The other winners from Africa have been South Africans J M Coetzee (1983 and 1999) for Life and Times of Michael K and The Disgrace respectively, and Nadine Gordimer (1974) for The Conservationist. The other African was Nigerian Ben Okri in 1991 for The Famished Road.
Before his win, Galgut had been shortlisted twice, in 2003 and 2010.
The Promise set in South Africa during the country’s transition out of apartheid, explores the interconnected relationships between the members of a diminishing white family through the sequential lens of four funerals.
“The Promise astonished us from the outset as a penetrating and incredibly well-constructed account of a white South African family navigating the end of apartheid and its aftermath. On each reading we felt that the book grew. With an almost deceptive narrative economy, it offers moving insights into generational divides; meditates on what makes a fulfilling life—and how to process death; and explores the capacious metaphorical implications of “promise” in relation to modern South Africa,” said Maya Jasanoff, chair of the 2021 judges.
In an interview published on the Booker Prize website, and done when he was longlisted for the prize, Galgut said he came up with the style he uses in the book by chance.

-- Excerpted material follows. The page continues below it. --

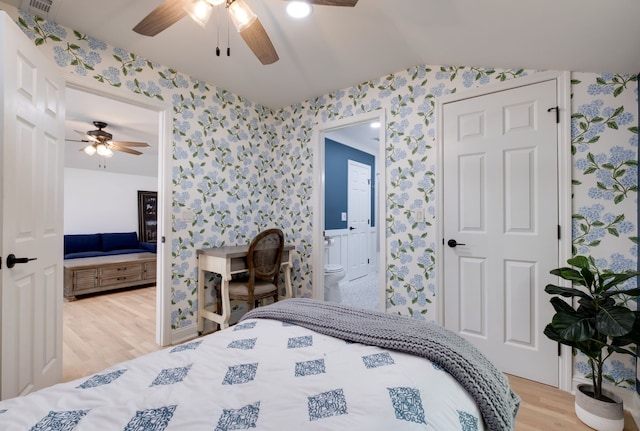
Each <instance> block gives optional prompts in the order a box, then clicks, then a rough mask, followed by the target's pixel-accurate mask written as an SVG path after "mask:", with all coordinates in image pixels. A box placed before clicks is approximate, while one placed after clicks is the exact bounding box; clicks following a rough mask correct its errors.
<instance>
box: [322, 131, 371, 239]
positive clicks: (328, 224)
mask: <svg viewBox="0 0 640 431" xmlns="http://www.w3.org/2000/svg"><path fill="white" fill-rule="evenodd" d="M349 160H354V161H356V162H359V163H362V164H364V165H369V166H371V179H372V180H371V226H375V211H374V208H375V181H373V179H374V178H375V175H376V173H375V160H376V159H375V157H374V156H372V155H371V154H368V153H365V152H363V151H360V150H356V149H355V148H351V147H348V146H346V145H343V144H341V143H339V142H336V141H334V140H332V139H325V140H324V228H325V229H327V230H329V229H346V228H347V227H348V226H347V222H346V221H341V220H340V215H341V214H342V213H343V212H345V213H346V212H347V178H348V173H349Z"/></svg>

He was asked: “Your narrator swoops in and out of characters’ consciousnesses, and there is a roving second person too – sometimes ‘you’ is the reader, sometimes it’s a character talking to another, sometimes a character talking to themselves. Can you describe how you came up with this technique?”

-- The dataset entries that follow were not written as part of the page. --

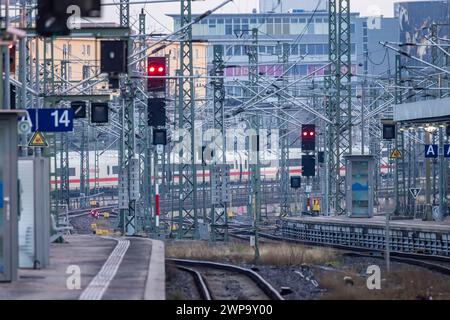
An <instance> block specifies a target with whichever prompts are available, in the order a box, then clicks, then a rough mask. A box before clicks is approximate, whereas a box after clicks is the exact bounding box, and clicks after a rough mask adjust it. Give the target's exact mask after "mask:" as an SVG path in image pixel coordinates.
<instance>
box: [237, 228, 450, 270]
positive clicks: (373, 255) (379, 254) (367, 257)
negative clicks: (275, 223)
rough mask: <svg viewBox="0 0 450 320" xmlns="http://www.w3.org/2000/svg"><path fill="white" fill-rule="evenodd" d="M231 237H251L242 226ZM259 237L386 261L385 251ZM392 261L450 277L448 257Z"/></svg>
mask: <svg viewBox="0 0 450 320" xmlns="http://www.w3.org/2000/svg"><path fill="white" fill-rule="evenodd" d="M229 235H230V236H231V237H233V238H236V239H240V240H246V241H248V240H249V238H250V236H251V235H250V233H249V232H248V231H245V230H243V226H242V225H241V226H240V227H239V228H236V229H234V230H232V231H231V232H230V233H229ZM259 237H260V238H262V239H263V241H267V242H272V243H273V242H290V243H298V244H305V245H310V246H318V247H331V248H334V249H339V250H344V251H346V252H344V253H343V255H345V256H350V257H361V258H378V259H384V252H383V251H373V250H368V249H364V248H356V247H346V246H341V245H327V244H322V243H313V242H310V241H300V240H294V239H286V238H282V237H280V236H276V235H272V234H267V233H259ZM390 259H391V261H395V262H400V263H405V264H409V265H415V266H419V267H423V268H426V269H428V270H430V271H434V272H438V273H441V274H445V275H449V276H450V259H449V258H447V257H437V256H428V255H424V254H418V253H417V254H415V253H399V252H391V253H390Z"/></svg>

To which he replied: “By chance. I started the book in a far more traditional way, then I was offered a job writing a couple of drafts of a film script. I broke off from the novel to do that. But the conventions of cinema are very different from those of prose, and when I came back to the book I quickly saw how I might break the usual rules.
“I realised, in short, that the narrator could behave like a camera, moving in close and then suddenly pulling far back, jumping from one character to another in the middle of a scene (or even a sentence), or following some side-line of action that has nothing to do with plot. In film, the point-of-view jumps and changes all the time – why not in a novel?”